Depuis la France où il vit, le leader du Parti de l’espoir pour le développement national (PEDN) s’est une nouvelle fois exprimé sur la situation socio-politique du pays. Lansana Kouyaté était ce mardi matin dans les « grandes gueules » de Espace FM, une radio locale basée à Conakry.

Le débat portait entre autres sur la guéguerre entre le Barreau de Guinée et le Conseil national des organisations de la société civile guinéenne (CNOSCG) autour du remplacement de feu Me Amadou Salif Kébé, ancien président de la Commission électorale nationale indépendante (CENI ), décédé le 17 avril dernier des suites de la maladie de COVID-19 .

Pour l’ancien Premier ministre du gouvernement de consensus, le décret nommant Mamadi 3 Kaba ne tient pas la route. « Ce décret n’est pas légal parce que l’article 11 de la loi 044 du mois de juillet 2018 portant sur la CENI, dit qu’en cas de vacance consécutive à un décès, il est procédé au remplacement dans les mêmes conditions que celles de la désignation du défunt pour le reste du mandat en cours », indique-t-il. Avant d’insister : « voilà ce que la loi dit ».
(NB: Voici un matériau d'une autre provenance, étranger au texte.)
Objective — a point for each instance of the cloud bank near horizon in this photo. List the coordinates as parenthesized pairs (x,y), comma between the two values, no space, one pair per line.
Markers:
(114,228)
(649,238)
Le leader du PEDN se laisse même à une petite explication de texte. « En clair, Kébé, paix à son âme, est venu du Barreau de Guinée, il ne fait aucun doute que son remplaçant doit venir du barreau de Guinée. Et je le dis aussi, je crois que la Cour suprême a été saisie et a fait un arrêt, c’était au mois de mai (…) Cet arrêt dit à peu près la même chose que c’est le Barreau qui doit désigner », soutient Lansana Kouyaté.

Poursuivant, le président du PEDN a indiqué qu’il faut donner la force aux lois pour faire avancer le pays. « Quant on ne veut pas d’une loi, ne la prenons pas, mais dès qu’elle est prise après mûre réflexion, il ne faut pas revenir là-dessus, ça c’est ma position. Je le dis en âme et conscience, sans aucune haine, sans appeler les uns et les autres à prendre des gourdins, c’est pas mon style. Je veux dire là, tant que la primauté n’est pas donnée aux lois en Guinée ou dans n’importe quel pays, le pays ne marche pas », lance t-il.

Cependant, la question que moult observateurs continuent de se poser est de savoir qui dit vrai dans cette affaire ? Puisque chacun fait son interprétation.